Furthermore, she notes that historically, the NCUA has been supportive of credit unions looking to bring on cannabis businesses. The organization and its board members, especially former board members Rodney Hood and Todd Harper, took great effort to reach out to credit unions and let them know it was perfectly okay to bank the industry as long as the credit union had the right structure and policies in place.
So, while financial institutions can hope that somewhere along the way, federal regulation will arrive, they can rest easy knowing the NCUA has given its blessing and that many other credit unions have paved the way for them to follow.
Where to begin
If you’re a credit union executive reading this and you’re thinking about stepping into this space, Litke encourages you to do three things to see if this opportunity is right for the credit union and your members.
First, take a look at the FinCEN guidelines, regulations, and recommendations found on their website.
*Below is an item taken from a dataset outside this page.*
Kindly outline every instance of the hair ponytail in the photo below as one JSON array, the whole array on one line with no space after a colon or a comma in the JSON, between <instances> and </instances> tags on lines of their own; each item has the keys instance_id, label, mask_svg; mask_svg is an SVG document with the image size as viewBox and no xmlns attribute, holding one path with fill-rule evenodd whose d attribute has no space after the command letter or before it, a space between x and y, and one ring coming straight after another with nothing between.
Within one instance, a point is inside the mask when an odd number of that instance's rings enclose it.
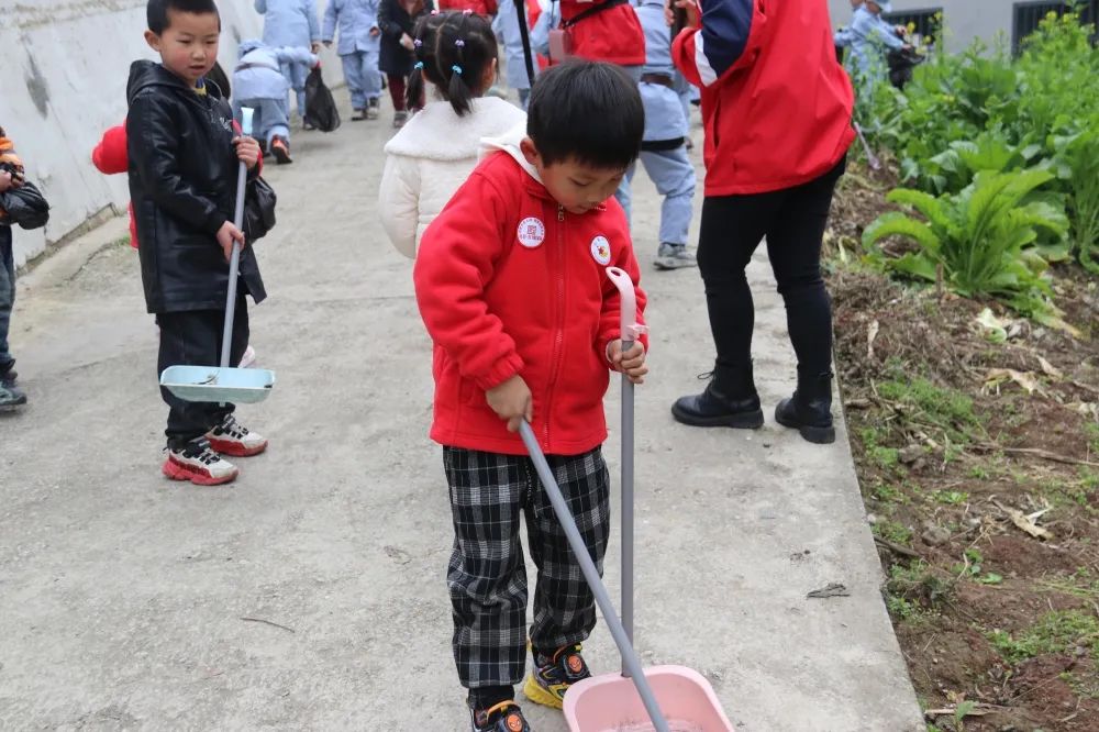
<instances>
[{"instance_id":1,"label":"hair ponytail","mask_svg":"<svg viewBox=\"0 0 1099 732\"><path fill-rule=\"evenodd\" d=\"M458 117L468 114L473 100L485 93L485 73L497 53L496 34L487 19L468 10L447 13L436 37L435 64Z\"/></svg>"},{"instance_id":2,"label":"hair ponytail","mask_svg":"<svg viewBox=\"0 0 1099 732\"><path fill-rule=\"evenodd\" d=\"M435 85L439 95L446 99L446 81L439 74L439 65L435 63L435 36L439 27L446 21L445 14L432 12L417 21L412 31L412 54L415 57L415 65L409 74L404 85L406 109L415 109L420 106L420 100L424 97L423 78Z\"/></svg>"}]
</instances>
Take the time to learn and understand what will be expected of your credit union and decide if you’re okay with the responsibilities outlined. You should also review your state’s specific regulations and requirements. If your credit union operates in multiple states, you’ll need to ensure you meet the standards set out by both states.
Next, reach out to your examiner and have an open conversation with them about what they will require and whether or not your credit union is in a position to take something like this on. Litke notes this is a crucial step in the process that should be done early on, as the examiner has the power to put the brakes on the whole project.
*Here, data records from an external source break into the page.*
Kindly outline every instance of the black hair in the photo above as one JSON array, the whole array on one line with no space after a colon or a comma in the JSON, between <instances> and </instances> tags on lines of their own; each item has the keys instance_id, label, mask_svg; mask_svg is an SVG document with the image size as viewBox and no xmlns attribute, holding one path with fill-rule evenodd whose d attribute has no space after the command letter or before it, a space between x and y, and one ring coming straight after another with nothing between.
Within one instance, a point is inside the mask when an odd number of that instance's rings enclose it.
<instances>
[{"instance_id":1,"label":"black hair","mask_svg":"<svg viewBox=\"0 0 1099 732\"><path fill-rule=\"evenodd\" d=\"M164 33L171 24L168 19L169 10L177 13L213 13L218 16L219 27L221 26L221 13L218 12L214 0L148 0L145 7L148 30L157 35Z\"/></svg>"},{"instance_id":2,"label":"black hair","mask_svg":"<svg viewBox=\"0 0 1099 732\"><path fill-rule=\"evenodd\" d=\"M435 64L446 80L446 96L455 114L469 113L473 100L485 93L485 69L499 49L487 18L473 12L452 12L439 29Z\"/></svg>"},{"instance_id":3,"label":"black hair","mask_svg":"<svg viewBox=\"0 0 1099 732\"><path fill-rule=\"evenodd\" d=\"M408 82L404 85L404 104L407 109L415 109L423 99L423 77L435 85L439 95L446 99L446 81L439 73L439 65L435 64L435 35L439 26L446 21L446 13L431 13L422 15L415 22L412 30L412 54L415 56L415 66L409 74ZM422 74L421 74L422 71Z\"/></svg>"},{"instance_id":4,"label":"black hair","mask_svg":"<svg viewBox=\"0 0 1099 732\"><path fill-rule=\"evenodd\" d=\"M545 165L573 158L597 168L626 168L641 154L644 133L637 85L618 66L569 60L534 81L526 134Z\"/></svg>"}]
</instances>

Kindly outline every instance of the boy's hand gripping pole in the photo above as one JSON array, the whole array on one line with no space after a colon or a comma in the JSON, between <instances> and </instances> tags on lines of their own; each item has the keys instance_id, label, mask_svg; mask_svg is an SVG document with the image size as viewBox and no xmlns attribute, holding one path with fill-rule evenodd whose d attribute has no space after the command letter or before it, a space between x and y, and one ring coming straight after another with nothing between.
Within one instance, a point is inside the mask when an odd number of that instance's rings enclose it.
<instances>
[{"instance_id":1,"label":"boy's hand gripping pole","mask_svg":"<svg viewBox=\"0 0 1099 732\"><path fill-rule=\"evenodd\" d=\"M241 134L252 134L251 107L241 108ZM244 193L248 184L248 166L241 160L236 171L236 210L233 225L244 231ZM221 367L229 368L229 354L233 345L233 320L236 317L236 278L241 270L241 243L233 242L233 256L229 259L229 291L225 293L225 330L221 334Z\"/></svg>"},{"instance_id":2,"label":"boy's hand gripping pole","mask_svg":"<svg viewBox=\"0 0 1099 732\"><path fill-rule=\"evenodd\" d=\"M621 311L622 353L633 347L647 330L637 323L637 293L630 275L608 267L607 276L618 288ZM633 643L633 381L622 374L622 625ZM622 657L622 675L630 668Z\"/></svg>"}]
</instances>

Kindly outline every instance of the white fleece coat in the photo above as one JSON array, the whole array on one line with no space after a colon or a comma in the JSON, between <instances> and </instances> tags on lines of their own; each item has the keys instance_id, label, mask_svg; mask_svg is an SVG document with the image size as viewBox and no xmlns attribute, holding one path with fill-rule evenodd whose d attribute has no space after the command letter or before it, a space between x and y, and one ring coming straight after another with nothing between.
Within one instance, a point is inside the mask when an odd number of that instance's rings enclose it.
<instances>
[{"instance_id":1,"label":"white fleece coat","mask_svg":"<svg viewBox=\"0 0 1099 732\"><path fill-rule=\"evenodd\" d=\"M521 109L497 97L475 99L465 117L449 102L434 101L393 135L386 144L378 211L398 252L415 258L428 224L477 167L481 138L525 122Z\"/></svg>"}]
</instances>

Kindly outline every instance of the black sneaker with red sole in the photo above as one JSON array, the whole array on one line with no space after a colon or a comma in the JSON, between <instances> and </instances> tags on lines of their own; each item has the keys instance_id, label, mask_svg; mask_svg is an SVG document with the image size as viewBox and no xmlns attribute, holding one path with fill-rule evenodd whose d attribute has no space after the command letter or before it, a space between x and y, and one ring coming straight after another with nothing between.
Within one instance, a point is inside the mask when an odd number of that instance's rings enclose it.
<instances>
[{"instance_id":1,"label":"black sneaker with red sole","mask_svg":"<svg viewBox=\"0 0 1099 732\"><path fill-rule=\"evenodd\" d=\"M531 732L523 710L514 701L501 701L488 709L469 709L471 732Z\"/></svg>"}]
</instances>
“We had a credit union in the Midwest who really wanted to get into this space. They were very excited about it,” said Litke. “They went through the motions, their board approved it, and then their examiner said, ‘Absolutely not. Your credit union is not well-positioned to take on a high-risk industry based on your capital and the current exam findings.’ So, having that conversation with the examiner is critical as well.”
Finally, Litke urges credit unions to speak to vendors and resources knowledgeable in the field who can help you determine if this move is truly the right one for your organization, and if so, can help you work through the process. With the right partner, deciphering requirements and getting started doesn’t have to be such a daunting and overwhelming task.
Taking the first step
The cannabis industry is massive and only growing larger by the day. Though federal regulations may be slow to recognize the need for this industry to have equal access to financial services and tools and respond accordingly, credit unions should not be. Cannabis businesses not only need accounts to safely hold their money, but fair lending opportunities, and they’re actively searching for the right financial partner who can provide them with those necessities.
If you think your credit union might be that perfect partner, there’s no better time than today to start doing your research and asking your examiner the right questions. With experts such as Litke and her team ready and willing to help, your credit union will be opening its doors to cannabis accounts in no time.